Git – Command Prompt Extension

If you use Git from a command line interface you probably find yourself typing ‘git status’ and ‘git branch -a’ way too many times a day. The public Git repository has a great set of tools that can be enabled post installation. I’ve found the most useful to be the Bash shell extensions used for displaying the current branch and repository status directly in the PS1 prompt. These three environment variables save me hundreds of typed characters a day:

GIT_PS1_SHOWDIRTYSTATE=1
GIT_PS1_SHOWUPSTREAM=”auto”
GIT_PS1_SHOWUNTRACKEDFILES=1

With these set in your .bash_profile script anytime you change into a Git repository directory, additional information about the state of that repository is automatically appended to the prompt. If simply setting these variables doesn’t work copy the /git/contrib/completion/git-completion.bash file to your home directory and source it in your .bash_profile.

After entering a Git repository directory, what is the command prompt telling me?

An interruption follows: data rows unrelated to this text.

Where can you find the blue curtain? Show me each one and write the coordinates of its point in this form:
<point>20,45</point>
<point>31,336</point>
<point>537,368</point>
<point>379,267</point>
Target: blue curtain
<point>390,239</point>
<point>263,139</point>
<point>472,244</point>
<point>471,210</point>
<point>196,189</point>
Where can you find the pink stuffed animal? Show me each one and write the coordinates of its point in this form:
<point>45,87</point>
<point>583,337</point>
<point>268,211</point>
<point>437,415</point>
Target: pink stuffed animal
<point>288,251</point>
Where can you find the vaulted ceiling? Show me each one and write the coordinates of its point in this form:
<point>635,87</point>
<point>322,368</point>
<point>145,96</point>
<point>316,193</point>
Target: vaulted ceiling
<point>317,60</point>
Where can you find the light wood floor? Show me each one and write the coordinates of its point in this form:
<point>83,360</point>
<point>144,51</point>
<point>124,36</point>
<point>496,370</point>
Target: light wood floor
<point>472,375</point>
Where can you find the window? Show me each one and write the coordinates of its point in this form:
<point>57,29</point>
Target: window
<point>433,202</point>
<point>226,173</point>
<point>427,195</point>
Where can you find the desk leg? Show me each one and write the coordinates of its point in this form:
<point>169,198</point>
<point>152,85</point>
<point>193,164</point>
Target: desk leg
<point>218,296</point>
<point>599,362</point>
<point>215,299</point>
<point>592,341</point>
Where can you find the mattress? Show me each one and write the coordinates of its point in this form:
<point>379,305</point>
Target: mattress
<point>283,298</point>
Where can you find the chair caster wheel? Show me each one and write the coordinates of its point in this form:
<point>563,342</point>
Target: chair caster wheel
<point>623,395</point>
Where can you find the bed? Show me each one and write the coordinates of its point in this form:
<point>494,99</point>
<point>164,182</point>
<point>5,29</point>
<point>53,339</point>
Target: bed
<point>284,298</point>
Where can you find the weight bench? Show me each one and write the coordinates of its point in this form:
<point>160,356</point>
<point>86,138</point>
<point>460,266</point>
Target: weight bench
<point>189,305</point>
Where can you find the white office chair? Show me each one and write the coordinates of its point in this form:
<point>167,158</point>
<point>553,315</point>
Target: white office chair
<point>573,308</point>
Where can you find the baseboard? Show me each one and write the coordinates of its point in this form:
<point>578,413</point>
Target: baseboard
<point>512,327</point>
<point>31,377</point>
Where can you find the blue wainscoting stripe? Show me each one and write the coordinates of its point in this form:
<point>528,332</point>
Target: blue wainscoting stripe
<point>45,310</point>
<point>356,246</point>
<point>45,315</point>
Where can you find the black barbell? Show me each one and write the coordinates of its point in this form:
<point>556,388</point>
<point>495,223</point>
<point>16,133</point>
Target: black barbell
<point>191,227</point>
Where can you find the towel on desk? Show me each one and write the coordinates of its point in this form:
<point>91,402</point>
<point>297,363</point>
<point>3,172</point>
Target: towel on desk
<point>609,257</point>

The branch name should be obvious. If you see a ‘*’ character it means you have an unstaged changed in the repo (not committed). If you see a ‘+’ character your changes have been staged but not pushed to a remote branch. If you see a ‘%’ character it means you have created new file(s) but haven’t started tracking them yet (haven’t run ‘git add filename’). If you see a ‘>’ character it means what is checked out is ahead of the remote server. A ‘<‘ and ‘=’ character means your checked out repository is behind or equal to the remote server.